# can can anyone help?



## kim konnoris (Jan 19, 2008)

Hi, My 21yr Old Daughter Is Looking For A Perminant Job In Egypt. She Is Ex Cabin Crew, She Is Currnently Working For Select Holidays As A Travel Consultant. She Is Also Ilex Qualified As A Legal Secretary, She Has Lot's Of Admin,and Customer Service Skills And Experiance. Can Speak A Little Arabic.


If Anyone Has A Vacancie, Or Hears Of One, Please Let Me Know Asap.

Thanks.


----------



## Nick Pendrell (Jan 13, 2008)

I might have some vacancies in future in Hurghada. Bu I can't say for sure until the business is established better.

After all, I haven't yet even arrived in Hurghada!


----------



## ricardo blue (Jun 6, 2007)

Nick Pendrell said:


> I might have some vacancies in future in Hurghada. Bu I can't say for sure until the business is established better.
> 
> After all, I haven't yet even arrived in Hurghada!


yeah thanks for that nick.....great help.....lol


----------



## kim konnoris (Jan 19, 2008)

hi nick, thanks for your reply.
i have told my daughter, and she would love to work in an office within the realestate setting. She would deffinatley be interested if any jobs came up. if you would like her to send you her cv, pm me and give me your e-mail.

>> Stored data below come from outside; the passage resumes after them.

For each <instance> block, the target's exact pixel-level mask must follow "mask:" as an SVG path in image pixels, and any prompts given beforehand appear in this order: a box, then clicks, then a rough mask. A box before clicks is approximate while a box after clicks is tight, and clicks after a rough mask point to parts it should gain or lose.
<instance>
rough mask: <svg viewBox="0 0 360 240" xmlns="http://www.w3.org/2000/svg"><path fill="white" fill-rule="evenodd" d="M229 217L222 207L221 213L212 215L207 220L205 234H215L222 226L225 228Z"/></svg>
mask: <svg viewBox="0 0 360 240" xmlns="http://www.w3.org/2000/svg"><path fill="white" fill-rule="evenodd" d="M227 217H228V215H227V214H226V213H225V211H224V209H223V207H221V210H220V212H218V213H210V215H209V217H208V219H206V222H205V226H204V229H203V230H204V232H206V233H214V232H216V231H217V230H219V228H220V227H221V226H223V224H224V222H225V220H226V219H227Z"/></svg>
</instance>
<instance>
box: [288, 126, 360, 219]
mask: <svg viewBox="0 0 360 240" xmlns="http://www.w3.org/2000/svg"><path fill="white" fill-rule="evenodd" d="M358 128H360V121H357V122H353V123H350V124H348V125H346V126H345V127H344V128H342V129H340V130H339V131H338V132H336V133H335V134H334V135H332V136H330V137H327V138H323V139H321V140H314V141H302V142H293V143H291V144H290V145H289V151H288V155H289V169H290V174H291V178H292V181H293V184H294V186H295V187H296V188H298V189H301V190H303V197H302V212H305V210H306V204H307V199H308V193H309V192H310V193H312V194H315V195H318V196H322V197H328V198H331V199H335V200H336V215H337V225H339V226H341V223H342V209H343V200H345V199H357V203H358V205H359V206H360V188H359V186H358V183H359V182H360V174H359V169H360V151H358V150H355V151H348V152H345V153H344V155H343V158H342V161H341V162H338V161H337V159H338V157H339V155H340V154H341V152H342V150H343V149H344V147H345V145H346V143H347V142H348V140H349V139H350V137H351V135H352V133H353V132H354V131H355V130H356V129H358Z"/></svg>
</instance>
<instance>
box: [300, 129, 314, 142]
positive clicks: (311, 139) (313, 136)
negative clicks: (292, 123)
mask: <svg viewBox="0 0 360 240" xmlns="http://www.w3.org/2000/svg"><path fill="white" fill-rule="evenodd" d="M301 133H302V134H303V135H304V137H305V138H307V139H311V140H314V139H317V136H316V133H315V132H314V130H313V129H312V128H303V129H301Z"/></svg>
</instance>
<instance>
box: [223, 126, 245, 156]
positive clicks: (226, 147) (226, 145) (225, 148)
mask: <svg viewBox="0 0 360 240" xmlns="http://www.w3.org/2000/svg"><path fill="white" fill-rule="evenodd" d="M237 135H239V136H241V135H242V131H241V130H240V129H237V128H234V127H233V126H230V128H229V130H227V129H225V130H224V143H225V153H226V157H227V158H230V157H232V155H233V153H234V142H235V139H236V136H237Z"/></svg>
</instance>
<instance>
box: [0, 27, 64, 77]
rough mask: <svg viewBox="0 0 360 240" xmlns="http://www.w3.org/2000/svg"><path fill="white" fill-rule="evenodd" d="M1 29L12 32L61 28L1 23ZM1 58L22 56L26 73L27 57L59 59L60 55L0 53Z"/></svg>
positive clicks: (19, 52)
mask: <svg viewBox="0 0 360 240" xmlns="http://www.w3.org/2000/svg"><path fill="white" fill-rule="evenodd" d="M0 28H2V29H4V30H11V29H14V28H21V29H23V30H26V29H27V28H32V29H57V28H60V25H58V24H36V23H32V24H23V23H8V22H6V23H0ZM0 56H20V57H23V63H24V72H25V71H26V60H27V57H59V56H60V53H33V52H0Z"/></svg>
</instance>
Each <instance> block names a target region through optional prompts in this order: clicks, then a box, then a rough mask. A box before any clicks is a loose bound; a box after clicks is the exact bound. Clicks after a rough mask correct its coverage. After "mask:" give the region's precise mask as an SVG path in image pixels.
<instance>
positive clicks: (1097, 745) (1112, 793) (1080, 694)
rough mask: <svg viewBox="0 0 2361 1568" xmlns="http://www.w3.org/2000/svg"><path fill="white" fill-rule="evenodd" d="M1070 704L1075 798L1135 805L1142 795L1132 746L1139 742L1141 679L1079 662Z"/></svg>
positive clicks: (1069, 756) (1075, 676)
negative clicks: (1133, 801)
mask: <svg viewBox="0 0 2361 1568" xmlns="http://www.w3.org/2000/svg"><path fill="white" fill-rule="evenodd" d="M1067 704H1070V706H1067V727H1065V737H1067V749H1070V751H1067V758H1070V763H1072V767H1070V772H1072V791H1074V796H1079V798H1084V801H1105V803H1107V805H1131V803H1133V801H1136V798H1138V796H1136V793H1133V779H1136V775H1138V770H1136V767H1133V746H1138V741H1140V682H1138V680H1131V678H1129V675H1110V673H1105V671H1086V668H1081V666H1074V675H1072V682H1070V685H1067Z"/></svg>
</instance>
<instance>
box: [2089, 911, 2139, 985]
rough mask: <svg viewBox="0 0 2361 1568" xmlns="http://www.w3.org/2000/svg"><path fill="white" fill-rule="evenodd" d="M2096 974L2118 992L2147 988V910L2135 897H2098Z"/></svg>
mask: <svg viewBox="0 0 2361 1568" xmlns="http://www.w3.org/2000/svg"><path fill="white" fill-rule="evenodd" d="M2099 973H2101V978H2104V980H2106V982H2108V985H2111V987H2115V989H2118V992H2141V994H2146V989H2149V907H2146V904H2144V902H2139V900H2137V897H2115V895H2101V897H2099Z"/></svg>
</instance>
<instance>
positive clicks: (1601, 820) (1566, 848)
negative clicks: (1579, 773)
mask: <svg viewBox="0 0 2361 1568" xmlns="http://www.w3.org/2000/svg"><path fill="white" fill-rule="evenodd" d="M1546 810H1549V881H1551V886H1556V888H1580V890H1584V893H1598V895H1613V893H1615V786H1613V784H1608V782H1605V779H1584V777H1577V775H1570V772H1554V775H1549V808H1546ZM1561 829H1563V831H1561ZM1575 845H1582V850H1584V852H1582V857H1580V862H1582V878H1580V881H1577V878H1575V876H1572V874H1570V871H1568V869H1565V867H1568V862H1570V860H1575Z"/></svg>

She would be able to come straight out if, and when a job became available, then at least i would know that she would be sorted before we move over perminantely. thanks again, kim


----------



## chrislister (Mar 5, 2008)

Hi Nick,

Are you out in Hurghada yet?

I have a place being built and moving out there in the next 2 months, is your business established yet and do you have any vacancies?

Hope to hear from you soon

Chris


----------



## Jeremy Sturgess (Mar 11, 2008)

Dear Kim

We might have some jobs going in the office at Abu Tig Marina of Ancient Sands Golf Resort a new development opening soon. Sales staff, after sales, bookkeeping, finance director . Good English and a foreign language, German or Italian would be an advantage. Send me your CV


----------



## Nick Pendrell (Jan 13, 2008)

chrislister said:


> Hi Nick,
> 
> Are you out in Hurghada yet?
> 
> ...


Hi Chris,

Yes, I have been out here for nearly a couple of months now.

Unfortunately though, we only have vacancies for people who are fluent in a European language other than English.


----------